La deuxième est plus d'ordre psychologique. Ma colère s'est apaisée. Je suis parvenu à comprendre et surtout à m'ancrer dans la tête que j'ai le droit de rester ici à me soigner pendant que mon régiment est parti se battre. Cela ne fait pas de moi un moins que rien qui tire au flan, au contraire, je n'en sortirai que plus fort. Ce sont des paroles vite dites et qui paraissent peut-être un peu niaises mais elles n'en sont pas moins vraies. Franck m'a beaucoup aidé à y voir plus clair et à faire le tri entre les reproches que je me faisais et les faits. À première vue, j'étais furieux contre les terroristes qui m'avaient mis dans cet état, m'empêchant d'être auprès de mes frères. Mais après avoir creusé, il s'est avéré que c'était contre moi-même que je me battais. Je m'en voulais de ne pas être assez fort, de ne pas être déjà sur pieds. J'étais révolté contre le fait même d'être blessé. Je ne pouvais pas concevoir le fait d'être faible. C'est là que je me suis trompé. Je ne suis pas faible, ce sont ces idées saugrenues qui le sont et qui me bloquaient. À partir du moment où j'ai compris tout ça, mon moral est remonté en flèche et mes progrès ont été plus rapides. La deuxième raison à cette avance, c'est Audrey. Elle ne s'est probablement pas rendue compte à quel point sa visite m'a fait du bien. Savoir que je compte pour quelqu'un alors que ça n'a pas été le cas jusqu'à présent a changé la donne. Elle m'a donné l'impulsion finale.

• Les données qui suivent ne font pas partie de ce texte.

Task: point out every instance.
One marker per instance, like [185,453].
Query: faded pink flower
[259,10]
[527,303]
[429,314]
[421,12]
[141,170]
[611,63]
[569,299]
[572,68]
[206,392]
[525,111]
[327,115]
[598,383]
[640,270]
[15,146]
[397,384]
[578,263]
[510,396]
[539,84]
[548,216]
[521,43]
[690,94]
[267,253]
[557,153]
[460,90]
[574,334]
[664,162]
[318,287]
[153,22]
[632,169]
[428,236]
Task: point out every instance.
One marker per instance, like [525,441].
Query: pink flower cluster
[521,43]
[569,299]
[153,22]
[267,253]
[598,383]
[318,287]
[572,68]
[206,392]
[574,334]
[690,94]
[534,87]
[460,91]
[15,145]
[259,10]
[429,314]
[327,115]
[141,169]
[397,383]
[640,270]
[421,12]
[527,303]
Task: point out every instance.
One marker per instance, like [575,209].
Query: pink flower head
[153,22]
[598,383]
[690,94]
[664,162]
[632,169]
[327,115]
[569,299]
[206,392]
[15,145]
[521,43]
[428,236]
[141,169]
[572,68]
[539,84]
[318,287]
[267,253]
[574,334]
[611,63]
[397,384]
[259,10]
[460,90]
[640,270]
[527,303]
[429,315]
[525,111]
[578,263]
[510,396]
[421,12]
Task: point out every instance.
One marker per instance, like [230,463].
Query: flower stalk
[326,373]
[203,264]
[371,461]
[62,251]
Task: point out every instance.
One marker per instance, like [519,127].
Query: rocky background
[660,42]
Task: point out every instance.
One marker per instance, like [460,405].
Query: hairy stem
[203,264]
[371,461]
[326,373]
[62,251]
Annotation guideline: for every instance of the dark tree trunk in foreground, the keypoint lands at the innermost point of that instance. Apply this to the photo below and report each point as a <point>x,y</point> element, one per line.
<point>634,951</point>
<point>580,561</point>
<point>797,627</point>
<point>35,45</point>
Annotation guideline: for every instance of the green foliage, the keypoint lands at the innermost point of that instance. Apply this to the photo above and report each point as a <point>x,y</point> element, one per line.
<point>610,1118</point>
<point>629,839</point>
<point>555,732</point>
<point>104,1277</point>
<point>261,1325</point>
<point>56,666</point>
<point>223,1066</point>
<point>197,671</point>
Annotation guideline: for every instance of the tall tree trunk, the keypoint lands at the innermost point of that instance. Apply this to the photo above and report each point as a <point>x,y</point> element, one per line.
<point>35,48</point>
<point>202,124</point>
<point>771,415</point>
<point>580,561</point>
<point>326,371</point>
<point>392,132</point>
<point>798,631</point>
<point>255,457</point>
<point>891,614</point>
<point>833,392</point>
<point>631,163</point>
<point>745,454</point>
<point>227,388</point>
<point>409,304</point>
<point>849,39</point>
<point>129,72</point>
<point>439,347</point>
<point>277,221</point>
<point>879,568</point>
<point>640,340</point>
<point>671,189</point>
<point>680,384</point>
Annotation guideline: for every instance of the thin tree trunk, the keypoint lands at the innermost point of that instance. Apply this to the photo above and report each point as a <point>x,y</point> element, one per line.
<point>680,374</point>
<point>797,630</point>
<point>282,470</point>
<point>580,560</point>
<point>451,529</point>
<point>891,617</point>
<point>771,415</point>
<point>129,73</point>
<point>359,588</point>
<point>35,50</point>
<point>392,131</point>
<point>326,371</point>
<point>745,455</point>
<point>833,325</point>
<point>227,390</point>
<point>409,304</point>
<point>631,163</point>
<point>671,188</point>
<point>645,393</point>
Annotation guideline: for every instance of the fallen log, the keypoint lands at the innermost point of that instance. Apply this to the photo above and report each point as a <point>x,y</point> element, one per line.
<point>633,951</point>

Nous avons continué à nous écrire et à parler comme des amis mais nous savons pertinemment l'un comme l'autre qu'il y a plus que ça. Je comprends que la situation qu'elle a vécu l'a traumatisée et qu'elle préfère y aller doucement, surtout qu'il faut prendre sa fille en compte. Audrey est une mère avant tout. Elle commence seulement à comprendre qu'elle est femme également et qu'elle a le droit d'avoir une existence propre. Nous réapprenons tous les deux à exister: elle en tant qu'être humain à part entière et moi comme un homme et non en tant qu'un être fragile, blessé et en colère.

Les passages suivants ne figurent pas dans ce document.